Unternehmer wurden trotz Handy-Flatrate unerwartet hohe Roaming-Kosten in Rechnung gestellt
Der Beklagte hatte bei einem großen Mobilfunkbetreiber einen Flatrate-Handy-Vertrag zu einem monatlichen Betrag von 50,17 Euro. Das Mobiltelefon wurde dem Vorstand zur Nutzung überlassen. Dieser begab sich auf eine Fernreise nach Kanada. Das Handy wählte sich dort in das ausländische Netz ein und verursachte so im Zeitraum eines Monats Roaming-Kosten in Höhe von insgesamt 2.464,39 Euro. Da der Beklagte hiervon nur einen Teil zahlte, wurde die Restforderung im Wege des Inkassos geltend gemacht. Der Beklagte meinte, der Mobilfunkbetreiber hätte ihn auf die stark ansteigenden Kosten hinweisen müssen. Die Klägerin meinte, entsprechende Informationspflichten gebe es nur gegenüber Verbrauchern und nicht in Bezug auf Unternehmer wie den Beklagten.
AG weist Zahlungsklage weitgehend ab
Das Amtsgericht hat die Klage weitgehend zurückgewiesen. Die Zedentin habe zwar dem Grunde nach Anspruch auf Zahlung der geltend gemachten Forderung für die Inanspruchnahme von Leistungen aus dem Mobilfunkvertrag inklusive der Roaming-Dienst-Gebühren. Dem Anspruch stehe aber die Einrede unzulässiger Rechtsausübung entgegen, weil der Beklagte Schadensersatz aus §§ 611, 280 Abs. 1, 3, 282 BGB wegen Verletzung einer Nebenpflicht verlangen könne. Denn die Zedentin hätte den Beklagten auf die hohen Roaming-Kosten hinweisen müssen. Für den Beklagten sei es bis zur Rechnungsstellung nicht erkennbar gewesen, erhöhte Kosten zu verursachen, sodass er keine weiteren Vorkehrungen habe treffen können, um diese zu verhindern. Dies gelte insbesondere angesichts des vereinbarten Flatrate-Tarifs, der per se ein gesteigertes Interesse an der Geringhaltung der Kosten und einer berechenbaren Kostengrundlage widerspiegele.

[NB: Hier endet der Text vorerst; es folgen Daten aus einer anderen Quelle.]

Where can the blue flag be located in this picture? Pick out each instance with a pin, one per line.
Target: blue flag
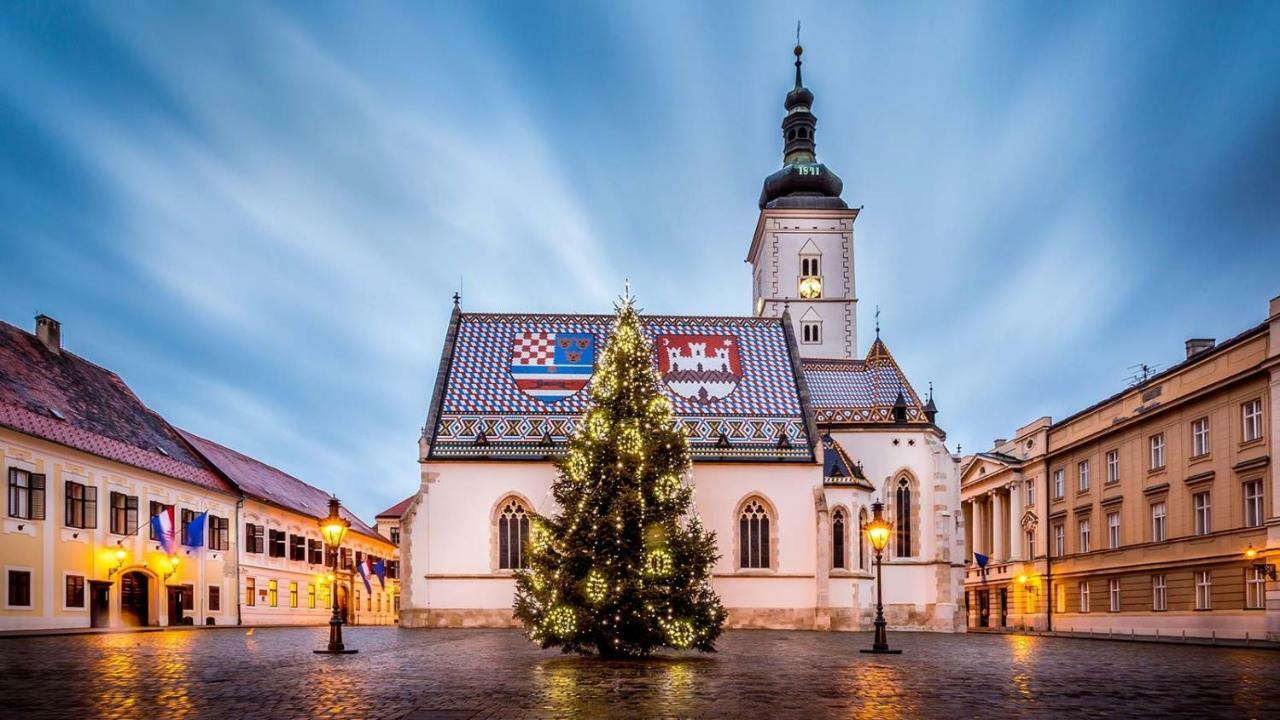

Schutzwirkung der Roaming-VO kann auch für Nicht-Verbraucher gelten
Bei Flatrate-Tarifen bestehe stets eine erhöhte Veranlassung der die überlegende Sachkunde innehabenden Vertragspartei, die andere Partei über stark ansteigende Kosten zu informieren. Eine solche Informationspflicht ergebe sich auch schon aus Art. 15 Abs. 3 EU Roaming-VO. Zwar sei die Vorschrift vorliegend mangels Verbrauchereigenschaft des Beklagten nicht anwendbar. Der zugrunde liegende Rechtsgedanke sei jedoch verallgemeinerbar auch auf Parteien anwendbar, die keine Verbraucher seien, da lediglich die fehlende Verbrauchereigenschaft der anderen Vertragspartei nicht das Ausnutzen überlegener Sachkunde rechtfertige. Lediglich der Schwellenwert, ab dem eine Informationspflicht bestehe, müsse bei unternehmerischen Vertragspartnern höher angesetzt werden, um insofern einer gewissen Erfahrung im Geschäftsverkehr und damit üblicherweise geringeren Schutzbedürftigkeit Rechnung zu tragen. Als Schwellenwert erscheine hier ein Betrag in zehnfacher Höhe des Basistarifs geeignet, welcher im vorliegenden Fall 501,70 Euro beträgt.